More

engineercodex · on May 3, 2024

We all know this isn’t replacing doctors. We do know that when applied correctly, this will assist doctors and other clinical specialists in their work. With doctor burnout at all time highs, I think stuff like this is amazing.

david-gpu · on May 3, 2024

> We all know this isn’t replacing doctors. We do know that when applied correctly, this will assist doctors and other clinical specialists in their work.

Let's say a clinic currently has eleven doctors and is able to treat X number of patients per week. Let's say one of them retires, and instead of finding a human replacement, the remaining ten doctors choose an AI clinical assistant to free up 10% of their workload. Now it only takes ten AI-assisted doctors to continue serving the same number of patients as eleven doctors used to do.

This is just an example to show that there is no meaningful difference between "assisting" and "replacing". Any time an assistant, AI or not, takes some workload off somebody's plate, they have partially replaced them, and it adds up.

ben_w · on May 3, 2024

There is a difference, but with an unwritten assumption: that the AI can do all the things the doctor can do.

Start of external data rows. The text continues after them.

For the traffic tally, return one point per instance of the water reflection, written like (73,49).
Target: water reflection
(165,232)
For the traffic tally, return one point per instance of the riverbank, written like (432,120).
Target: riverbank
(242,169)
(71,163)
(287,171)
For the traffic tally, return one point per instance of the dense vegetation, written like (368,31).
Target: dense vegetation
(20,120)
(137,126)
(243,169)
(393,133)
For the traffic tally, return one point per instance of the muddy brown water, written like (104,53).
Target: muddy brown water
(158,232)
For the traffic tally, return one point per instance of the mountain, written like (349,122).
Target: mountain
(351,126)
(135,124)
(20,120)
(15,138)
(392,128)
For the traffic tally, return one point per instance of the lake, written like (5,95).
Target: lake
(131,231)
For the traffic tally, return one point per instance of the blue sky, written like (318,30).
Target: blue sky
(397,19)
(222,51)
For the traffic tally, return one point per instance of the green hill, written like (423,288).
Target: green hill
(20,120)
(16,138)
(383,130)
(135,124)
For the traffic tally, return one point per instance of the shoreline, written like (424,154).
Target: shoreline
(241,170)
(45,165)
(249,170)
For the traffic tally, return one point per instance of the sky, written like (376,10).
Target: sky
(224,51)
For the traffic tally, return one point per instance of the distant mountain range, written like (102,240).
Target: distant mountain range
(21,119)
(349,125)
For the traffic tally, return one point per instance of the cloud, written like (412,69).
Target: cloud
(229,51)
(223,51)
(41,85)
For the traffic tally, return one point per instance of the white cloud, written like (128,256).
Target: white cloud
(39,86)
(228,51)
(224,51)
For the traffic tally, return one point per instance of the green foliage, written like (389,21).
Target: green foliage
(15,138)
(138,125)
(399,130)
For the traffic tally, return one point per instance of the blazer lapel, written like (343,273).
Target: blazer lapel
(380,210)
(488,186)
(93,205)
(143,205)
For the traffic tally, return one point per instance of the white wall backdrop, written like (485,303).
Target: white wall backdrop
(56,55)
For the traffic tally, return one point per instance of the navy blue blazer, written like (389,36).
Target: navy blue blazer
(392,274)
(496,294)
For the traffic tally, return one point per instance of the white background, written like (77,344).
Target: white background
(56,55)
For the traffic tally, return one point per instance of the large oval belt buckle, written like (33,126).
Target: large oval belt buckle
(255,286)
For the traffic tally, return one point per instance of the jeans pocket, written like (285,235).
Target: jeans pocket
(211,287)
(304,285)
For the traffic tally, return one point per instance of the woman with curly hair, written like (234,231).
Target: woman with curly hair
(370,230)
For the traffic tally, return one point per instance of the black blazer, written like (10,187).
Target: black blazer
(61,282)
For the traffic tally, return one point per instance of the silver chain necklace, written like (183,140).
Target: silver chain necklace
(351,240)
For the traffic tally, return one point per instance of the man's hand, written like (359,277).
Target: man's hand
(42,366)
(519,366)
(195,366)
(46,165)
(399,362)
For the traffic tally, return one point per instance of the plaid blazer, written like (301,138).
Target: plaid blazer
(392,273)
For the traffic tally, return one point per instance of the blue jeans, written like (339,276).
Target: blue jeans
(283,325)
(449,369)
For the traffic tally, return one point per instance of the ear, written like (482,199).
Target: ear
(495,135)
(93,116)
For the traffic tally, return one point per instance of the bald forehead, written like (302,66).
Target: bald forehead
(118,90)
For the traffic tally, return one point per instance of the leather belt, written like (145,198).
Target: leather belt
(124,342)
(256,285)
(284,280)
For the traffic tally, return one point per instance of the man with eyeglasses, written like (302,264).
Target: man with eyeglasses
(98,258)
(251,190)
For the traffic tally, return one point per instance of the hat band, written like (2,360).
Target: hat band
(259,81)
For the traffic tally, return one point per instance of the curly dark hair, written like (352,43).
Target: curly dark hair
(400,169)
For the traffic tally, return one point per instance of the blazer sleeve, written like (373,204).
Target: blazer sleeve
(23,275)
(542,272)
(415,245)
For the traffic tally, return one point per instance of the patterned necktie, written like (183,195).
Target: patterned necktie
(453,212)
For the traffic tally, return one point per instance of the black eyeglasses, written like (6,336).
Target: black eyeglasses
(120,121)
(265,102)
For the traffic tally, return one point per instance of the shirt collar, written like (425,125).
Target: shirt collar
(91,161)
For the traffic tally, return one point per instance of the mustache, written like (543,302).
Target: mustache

If the AI can't do all the things that a doctor can do, then even when it can take up the slack for one doctor retiring, that doesn't tell you anything at all about whether or not it can take up the slack for two retiring.

Right now there's more work to be done than there are doctors to do it; this means that the same number of doctors are getting more things done as the AI improves… but not infinitely more, because there's still stuff the current AI can't do, that only humans can do.

We have a lot of things where technology has fully saturated demand: in food, this is why we've got an obesity problem in much of the world[0]; in medicine, this is how we wiped out smallpox entirely, and are very close to wiping out a few other diseases entirely; in telephony, this is why video conference calls are basically free.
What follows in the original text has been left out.